Men and women who serve their country come home every day only to suffer from mild traumatic brain injury and post-traumatic stress disorder. And now there is increasing evidence that there are even more-negative consequences to their time in the military: early signs of conditions that are typically seen in older people.
Preliminary research on veterans and active-duty members of the military shows that symptoms like hypertension, elevated cholesterol and glucose levels, and obesity, which are typically seen in older Americans, are plaguing members of the military at a much earlier age, according to Regina McGlinchey, co-director of the U.S. Department of Veterans Affairs Transitional Research Center for TBI and Stress Disorders (TRACTS).
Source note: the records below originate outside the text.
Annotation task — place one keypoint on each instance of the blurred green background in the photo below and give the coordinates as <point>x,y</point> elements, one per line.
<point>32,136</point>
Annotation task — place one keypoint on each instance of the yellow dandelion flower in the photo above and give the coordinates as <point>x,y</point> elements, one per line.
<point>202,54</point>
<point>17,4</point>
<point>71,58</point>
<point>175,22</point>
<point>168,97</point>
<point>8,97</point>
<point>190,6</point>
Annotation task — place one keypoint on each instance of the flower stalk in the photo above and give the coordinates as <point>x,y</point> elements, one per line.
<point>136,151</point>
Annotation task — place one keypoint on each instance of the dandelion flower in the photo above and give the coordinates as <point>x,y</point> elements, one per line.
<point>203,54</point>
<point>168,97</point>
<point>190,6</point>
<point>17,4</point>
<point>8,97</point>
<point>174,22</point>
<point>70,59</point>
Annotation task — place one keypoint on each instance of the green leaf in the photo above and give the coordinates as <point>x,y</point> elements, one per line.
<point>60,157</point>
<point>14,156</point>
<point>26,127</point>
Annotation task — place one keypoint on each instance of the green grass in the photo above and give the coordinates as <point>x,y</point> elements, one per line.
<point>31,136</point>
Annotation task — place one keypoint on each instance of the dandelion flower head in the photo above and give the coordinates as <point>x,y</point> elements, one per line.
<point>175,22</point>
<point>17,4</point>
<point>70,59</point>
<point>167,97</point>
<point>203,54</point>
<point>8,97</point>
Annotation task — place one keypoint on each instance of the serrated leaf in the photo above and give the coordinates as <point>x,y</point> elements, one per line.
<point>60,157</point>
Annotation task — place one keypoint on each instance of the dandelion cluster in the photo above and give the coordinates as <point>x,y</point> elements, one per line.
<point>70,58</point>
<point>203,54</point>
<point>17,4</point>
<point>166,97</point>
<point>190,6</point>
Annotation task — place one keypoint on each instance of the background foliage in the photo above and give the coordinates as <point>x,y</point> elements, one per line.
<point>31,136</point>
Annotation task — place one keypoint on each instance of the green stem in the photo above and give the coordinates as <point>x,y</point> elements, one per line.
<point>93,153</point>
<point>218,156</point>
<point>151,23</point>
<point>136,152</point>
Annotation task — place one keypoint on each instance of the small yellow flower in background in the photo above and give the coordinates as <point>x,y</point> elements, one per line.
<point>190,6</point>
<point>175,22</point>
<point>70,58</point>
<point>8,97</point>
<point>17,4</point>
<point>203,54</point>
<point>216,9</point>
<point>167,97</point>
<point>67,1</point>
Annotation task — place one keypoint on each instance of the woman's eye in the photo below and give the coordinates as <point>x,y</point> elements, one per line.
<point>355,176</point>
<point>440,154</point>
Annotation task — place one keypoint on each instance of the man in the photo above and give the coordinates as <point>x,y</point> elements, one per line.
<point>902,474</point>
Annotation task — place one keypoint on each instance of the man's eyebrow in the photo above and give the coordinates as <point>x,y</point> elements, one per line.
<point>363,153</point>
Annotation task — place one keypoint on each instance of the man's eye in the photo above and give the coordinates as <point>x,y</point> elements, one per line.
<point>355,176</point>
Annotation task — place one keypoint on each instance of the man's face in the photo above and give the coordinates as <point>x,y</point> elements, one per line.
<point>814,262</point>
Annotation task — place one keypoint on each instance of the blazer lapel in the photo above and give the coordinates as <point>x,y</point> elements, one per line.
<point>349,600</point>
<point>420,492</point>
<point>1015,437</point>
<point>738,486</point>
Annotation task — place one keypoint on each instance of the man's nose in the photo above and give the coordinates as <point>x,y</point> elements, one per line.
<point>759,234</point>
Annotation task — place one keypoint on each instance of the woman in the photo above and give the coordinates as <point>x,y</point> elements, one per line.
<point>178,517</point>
"Other work prior to this has shown a link between PTSD and risk for metabolic syndrome," said Dr. Ann Rasmusson, a research affiliate with the VA's National Center for PTSD and TRACTS. "We think that there may be common underlying risk factors for both, plus the trauma and stress they are exposed to may also have influence on cardiovascular risk."
The center, which began testing veterans who suffer from brain injuries and PTSD in 2010, has seen more than 270 veterans and active-duty members. The center sees veterans of all ages, but the focus has been on those in their 20s and early 30s.
"People are coming in and have one or more of those risk factors, even in very young soldiers," Rasmusson said. "It's usually the kind of thing that happens when you're 45 or 50 and you get a wake-up call. That doesn't usually happen to people in their 20s."
"What we are finding is alarming," McGlinchey said. "We weren't prepared for the numbers we've seen."
While these findings are only preliminary, both researchers emphasized the importance of treatment.
"This is the earliest this has ever been looked at," Rasmusson said. "We urge people to come in sooner rather than later for treatment of PTSD and any associated medical problems."